| By Steven Goldberg, Kiplinger
When the market crash of 2008 fades into history, a lot of mutual funds will look more appealing. But remember, bear markets show what a fund is really made of.
Your stock funds' five-year returns are getting ready to double. Why? It's just a matter of the calendar: By Dec. 31, the stock market's disastrous 37-percent plunge in 2008 will no longer be part of funds' five-year records.
Of course, this calendar quirk won't put more money in your pocket. To the extent you were in stocks in 2008 or over the entire bear market, which sliced 55.3 percent from Standard & Poor's 500-stock index ($INX) from Oct. 9, 2007, through March 9, 2009, you almost certainly lost money -- quite possibly a lot of it.
But dropping '08 from the five-year figures will make a lot of funds look shinier and more appealing -- if you don't look further back than the past five years. Don't make that mistake.
Look at how returns can grow. At the end of August, the five-year annualized return for the S&P 500 was 7.3 percent. If you assume that the market will be absolutely flat from Sept. 1 until the end of this year (an approach I borrowed from Chuck Jaffe at MarketWatch.com), the five-year return for the S&P will swell to an annualized 14.5 percent. The table here shows returns and projected returns for the 20 largest actively managed stock funds.)
Of course, if the market tanks between now and year's end, the five-year numbers won't look quite so pretty. But it's extremely unlikely that stocks will lose anywhere near as much as they did in the last four months of 2008, when the S&P index surrendered 28.9 percent. And, assuming that the market doesn't collapse in early 2014, the five-year returns will continue to swell a while longer because the S&P 500 plunged 25 percent from the start of 2009 until the market bottomed on March 9 of that year.
The picture is even more dramatic for foreign-stock funds. Assuming that the MSCI EAFE, which tracks mostly large-company stocks in developed nations, is flat between Sept.1 and the end of 2013, foreign stock funds will look even hotter. The EAFE index returned only 2.1 percent annualized for the five years that ended Aug. 31. But if the index merely stays flat, the five-year annualized return will balloon to 9.6 percent.

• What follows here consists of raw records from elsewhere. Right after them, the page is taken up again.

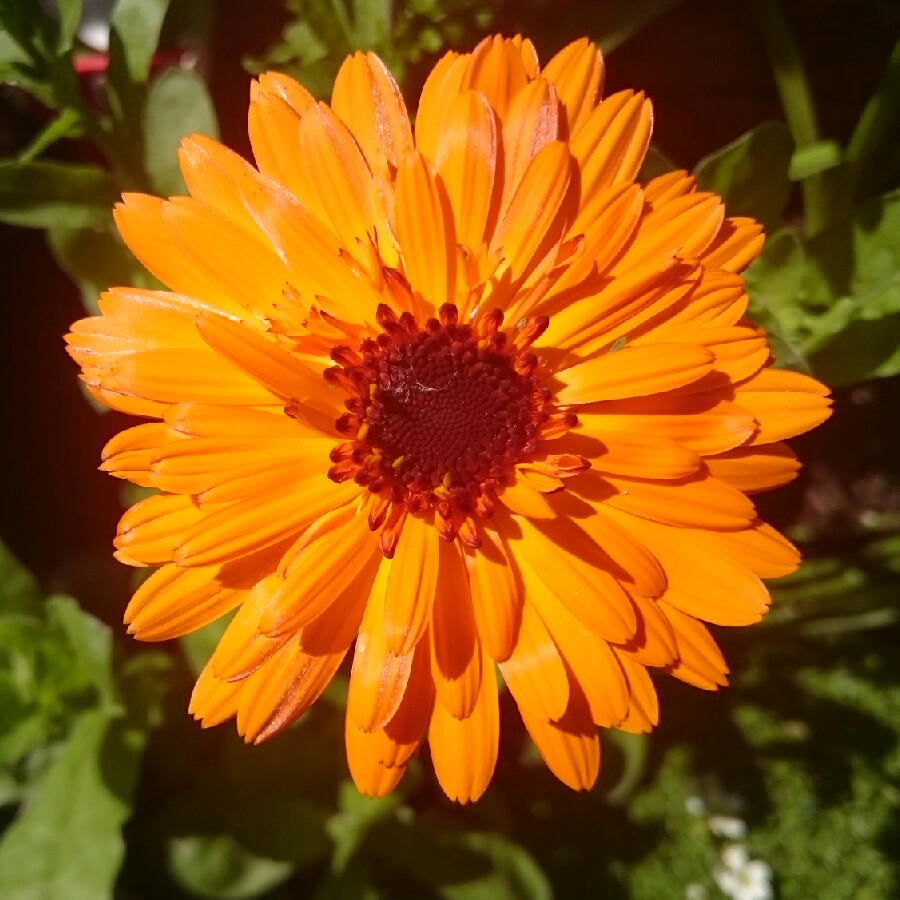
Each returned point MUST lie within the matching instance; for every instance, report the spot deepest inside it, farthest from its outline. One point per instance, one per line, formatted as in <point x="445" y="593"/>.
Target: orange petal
<point x="633" y="372"/>
<point x="531" y="123"/>
<point x="643" y="712"/>
<point x="378" y="677"/>
<point x="441" y="86"/>
<point x="639" y="455"/>
<point x="735" y="246"/>
<point x="378" y="758"/>
<point x="700" y="662"/>
<point x="531" y="223"/>
<point x="324" y="562"/>
<point x="703" y="580"/>
<point x="464" y="751"/>
<point x="412" y="582"/>
<point x="497" y="69"/>
<point x="522" y="497"/>
<point x="369" y="101"/>
<point x="702" y="422"/>
<point x="342" y="182"/>
<point x="698" y="501"/>
<point x="759" y="547"/>
<point x="467" y="165"/>
<point x="311" y="253"/>
<point x="784" y="403"/>
<point x="570" y="747"/>
<point x="568" y="565"/>
<point x="654" y="641"/>
<point x="150" y="531"/>
<point x="173" y="602"/>
<point x="577" y="74"/>
<point x="455" y="651"/>
<point x="239" y="528"/>
<point x="534" y="671"/>
<point x="591" y="661"/>
<point x="611" y="145"/>
<point x="496" y="602"/>
<point x="751" y="469"/>
<point x="425" y="230"/>
<point x="213" y="174"/>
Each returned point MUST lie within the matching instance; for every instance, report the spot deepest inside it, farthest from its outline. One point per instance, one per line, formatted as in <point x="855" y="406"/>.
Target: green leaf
<point x="751" y="174"/>
<point x="27" y="24"/>
<point x="178" y="104"/>
<point x="48" y="194"/>
<point x="66" y="124"/>
<point x="513" y="872"/>
<point x="349" y="827"/>
<point x="861" y="258"/>
<point x="91" y="644"/>
<point x="218" y="867"/>
<point x="460" y="865"/>
<point x="813" y="159"/>
<point x="19" y="592"/>
<point x="69" y="20"/>
<point x="67" y="842"/>
<point x="135" y="27"/>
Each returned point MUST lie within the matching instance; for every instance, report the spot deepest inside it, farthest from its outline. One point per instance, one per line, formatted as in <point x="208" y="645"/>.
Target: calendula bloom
<point x="463" y="396"/>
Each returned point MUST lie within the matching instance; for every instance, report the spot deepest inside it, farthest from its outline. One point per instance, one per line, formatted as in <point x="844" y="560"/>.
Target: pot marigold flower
<point x="464" y="396"/>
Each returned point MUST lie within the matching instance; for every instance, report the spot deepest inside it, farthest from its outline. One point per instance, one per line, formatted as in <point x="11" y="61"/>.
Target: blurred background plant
<point x="786" y="784"/>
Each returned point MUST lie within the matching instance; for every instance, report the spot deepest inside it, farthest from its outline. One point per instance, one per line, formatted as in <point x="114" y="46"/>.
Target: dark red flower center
<point x="438" y="415"/>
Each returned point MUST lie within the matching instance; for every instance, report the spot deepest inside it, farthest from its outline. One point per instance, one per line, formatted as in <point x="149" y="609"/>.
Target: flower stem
<point x="796" y="100"/>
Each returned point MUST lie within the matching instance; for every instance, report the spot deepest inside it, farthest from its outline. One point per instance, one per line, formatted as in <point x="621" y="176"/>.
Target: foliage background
<point x="107" y="789"/>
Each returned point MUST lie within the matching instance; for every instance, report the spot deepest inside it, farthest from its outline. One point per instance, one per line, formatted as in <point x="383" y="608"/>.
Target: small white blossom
<point x="742" y="878"/>
<point x="730" y="827"/>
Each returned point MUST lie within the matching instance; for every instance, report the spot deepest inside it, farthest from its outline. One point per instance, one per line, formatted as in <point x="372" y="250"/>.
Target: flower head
<point x="467" y="395"/>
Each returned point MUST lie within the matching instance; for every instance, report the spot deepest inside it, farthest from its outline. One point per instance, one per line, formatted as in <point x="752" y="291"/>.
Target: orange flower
<point x="466" y="395"/>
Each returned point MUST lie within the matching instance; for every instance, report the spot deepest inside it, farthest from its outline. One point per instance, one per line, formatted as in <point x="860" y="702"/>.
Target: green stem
<point x="873" y="135"/>
<point x="796" y="100"/>
<point x="111" y="144"/>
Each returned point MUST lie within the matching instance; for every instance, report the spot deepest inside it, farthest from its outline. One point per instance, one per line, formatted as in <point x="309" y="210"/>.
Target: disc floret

Returns for emerging-markets funds will also inflate. At the end of August, the MSCI Emerging Markets index had returned an annualized 2.2 percent over the previous five years. If the index is unchanged for the rest of the year, the five-year annualized return will balloon to 12.9 percent.
I'm willing to bet that we're about to get bombarded with ads from mutual fund companies crowing about their funds' five-year returns.
But savvy investors shouldn't forget what happened to funds during the cataclysmic 2007-09 bear market. In my view, you learn more about a fund from a bear market than you do from a bull market. It's nice to own funds that beat the indexes in bull markets. But it's much more important to own funds that hold up better than the benchmarks in down markets. And the sad fact is that precious few funds can beat the averages in both bull and bear markets. For the most part, you have to pick your poison.
With that in mind, look at the funds in the aforementioned table. It's easy to separate the riskier funds from the safer ones. Dodge & Cox International Stock (DODFX), which lost 62.3 percent, and Dodge & Cox Stock (DODGX), down 62.1 percent, top the bear-market losers. That's a large part of the reason they're on my avoid list. (In this matter, my views diverge from those of the editors of Kiplinger's Personal Finance; both funds are members of the Kiplinger 25.)
I think you should be more forgiving of two other big losers among the foreign funds: Harbor International (HAINX), down 57.9 percent, and Oppenheimer Developing Markets A (ODMAX), off 56.3 percent, because they lost less than their benchmark indexes. Both are quality funds (although you may have to pay a commission to buy the Oppenheimer fund).
On the positive side, Vanguard Health Care (VGHCX) lost just 35.5 percent, which not only shows the defensive characteristics of this sector but also speaks well for the fund.
But the two diversified funds that held up best in the bear market, Fidelity Contrafund (FCNTX) and Vanguard Primecap (VPMCX), both off 47.8 percent, are the real winners here. I don't know how Fidelity's Will Danoff continues to put up great numbers with $97 billion in assets, but he does. Similarly, Primecap Management Company, which runs the Vanguard fund, is managing a boatload of money in the same style in several different funds, but it does so superbly.
The bottom line: Stock funds got a true stress test during the bear market. Their sponsors want you to forget those big losses. But in picking funds, this is a number to always keep in mind. Five-year returns are informative, too. But they change, sometimes dramatically, for reasons that have nothing to do with what their managers have done lately.